One final but important issue that needs consideration is that most action limits refer to the deviation from the baseline values that should normally be acquired when the equipment is bought. If the equipment is old, the baseline values should be determined during QC tests performed after service has been performed to the US equipment. When service has been performed by a field service engineer who is certified by the manufacturer and who follows the manufacturer’s service instruction manual, it can be assumed that the US equipment meets its specifications. Action limits based on deviations from baseline performance values have the purpose of showing performance degradation over time and alerting the user to act before this degradation manifests itself in clinical images. To our knowledge, currently no special provision exists for setting the baseline values in the case that the QA programme is implemented in US units that are not new. Although the equipment has not shown any other degradation during the QC monitoring period than the afore-mentioned problem of non-uniformity, the clinicians claimed that the image quality has deteriorated since the equipment was first bought. While the QC protocol results cannot support these claims, it creates reasonable doubts regarding the previous assumption made, namely that after service the US equipment operates within its specifications, and questions the adequacy of the adjustments and tests performed by the field service engineers. To resolve these issues, it is mandatory that the baseline performance of US equipment is set at the time that it is installed and that reference values of expected performance exist for guidance.
Conclusion
A protocol for the routine QC of US equipment operating in B-mode was created and applied to two US units and five US transducers for 18 months by the MP Unit of the Konstantopoulio General Hospital, Athens, Greece. The problem identified during the repeated QC test was non-uniformity in two linear transducers (one in each US unit). This finding agrees with the recent literature, in which the existence of non-uniformities is recognized as the most common malfunction.

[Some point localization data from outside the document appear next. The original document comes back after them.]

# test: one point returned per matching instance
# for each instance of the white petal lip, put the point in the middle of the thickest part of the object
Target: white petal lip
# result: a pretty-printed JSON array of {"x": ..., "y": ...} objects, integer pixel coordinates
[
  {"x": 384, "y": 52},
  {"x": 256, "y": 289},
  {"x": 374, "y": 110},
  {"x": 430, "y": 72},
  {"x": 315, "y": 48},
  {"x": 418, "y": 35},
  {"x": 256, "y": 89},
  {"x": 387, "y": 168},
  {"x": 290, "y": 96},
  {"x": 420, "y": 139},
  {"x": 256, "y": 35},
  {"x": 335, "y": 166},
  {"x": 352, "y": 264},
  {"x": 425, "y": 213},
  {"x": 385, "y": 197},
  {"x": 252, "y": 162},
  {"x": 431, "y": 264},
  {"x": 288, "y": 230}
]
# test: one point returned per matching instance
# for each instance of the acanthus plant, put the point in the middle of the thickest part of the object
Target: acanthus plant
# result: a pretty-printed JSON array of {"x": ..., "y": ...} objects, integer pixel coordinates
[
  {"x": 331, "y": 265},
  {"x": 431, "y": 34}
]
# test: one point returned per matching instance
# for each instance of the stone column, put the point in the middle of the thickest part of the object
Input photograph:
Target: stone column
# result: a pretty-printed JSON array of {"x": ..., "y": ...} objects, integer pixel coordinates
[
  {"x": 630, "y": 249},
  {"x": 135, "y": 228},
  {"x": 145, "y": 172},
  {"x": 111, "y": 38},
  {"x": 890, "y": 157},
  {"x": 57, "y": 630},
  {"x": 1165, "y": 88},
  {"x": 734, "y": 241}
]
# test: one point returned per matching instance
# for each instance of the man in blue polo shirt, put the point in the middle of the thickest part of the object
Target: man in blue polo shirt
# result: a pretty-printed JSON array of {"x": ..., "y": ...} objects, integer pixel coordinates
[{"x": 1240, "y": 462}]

In US imaging, equipment malfunction involves a risk for patient safety since a wrong clinical diagnosis may lead to false or delayed treatment whose impact on a patient’s health could be immense. A QC/QA programme for monitoring the equipment performance in terms of image quality can contribute to the avoidance of such errors. It can also be used to verify that the US equipment is properly serviced so that its performance does not deteriorate over time or after repairs and software or hardware updates.
Funding
The authors did not receive support from any organization for the submitted work. No funding was received to assist with the preparation of this manuscript.
Declarations
Conflict of interest
The authors declare that they have no conflict of interest.